Helpful context:


You have collected 1000 measurements of some physical quantity - say, the boiling point of a compound in your lab. You compute an average: 98.3 degrees. But how confident are you that the true boiling point is near 98.3? What if you had only taken 10 measurements?

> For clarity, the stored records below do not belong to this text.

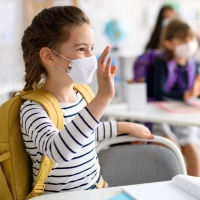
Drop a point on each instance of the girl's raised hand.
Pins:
(105, 75)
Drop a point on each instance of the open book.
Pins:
(181, 187)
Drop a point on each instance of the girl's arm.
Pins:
(60, 146)
(107, 130)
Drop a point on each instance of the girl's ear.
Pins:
(168, 45)
(46, 56)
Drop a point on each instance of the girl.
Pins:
(165, 14)
(179, 44)
(57, 51)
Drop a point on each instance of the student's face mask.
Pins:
(80, 70)
(166, 21)
(186, 50)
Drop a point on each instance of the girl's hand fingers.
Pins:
(104, 56)
(113, 69)
(108, 66)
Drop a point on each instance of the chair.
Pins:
(128, 164)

Would you be equally confident? And when you say “the true boiling point,” what exactly do you mean - is there a single true value, and if so, can you ever know it?

These are the questions statistics exists to answer. Not just “what does the data say?” but “how much should we trust what the data says, and why?”


The Population-Sample Gap

Statistics lives in the tension between what we have and what we want to know.

The population is the complete set of all units we care about - every patient with a certain condition, every atom in a sample, every outcome of a repeating experiment. The population distribution is the true underlying distribution over this entire population, described by some parameter $\theta$ (possibly a vector: a mean, a variance, a set of regression coefficients).

The sample is what we actually observe: $X_1, X_2, \ldots, X_n$, a collection of $n$ measurements drawn from the population. We assume they are independent and identically distributed (i.i.d.), each following the population distribution.

The inferential gap: we want to say something about $\theta$ - a property of the entire population - but we only have the sample. The sample is finite, noisy, and never perfectly representative. Everything in statistics is about managing this gap honestly.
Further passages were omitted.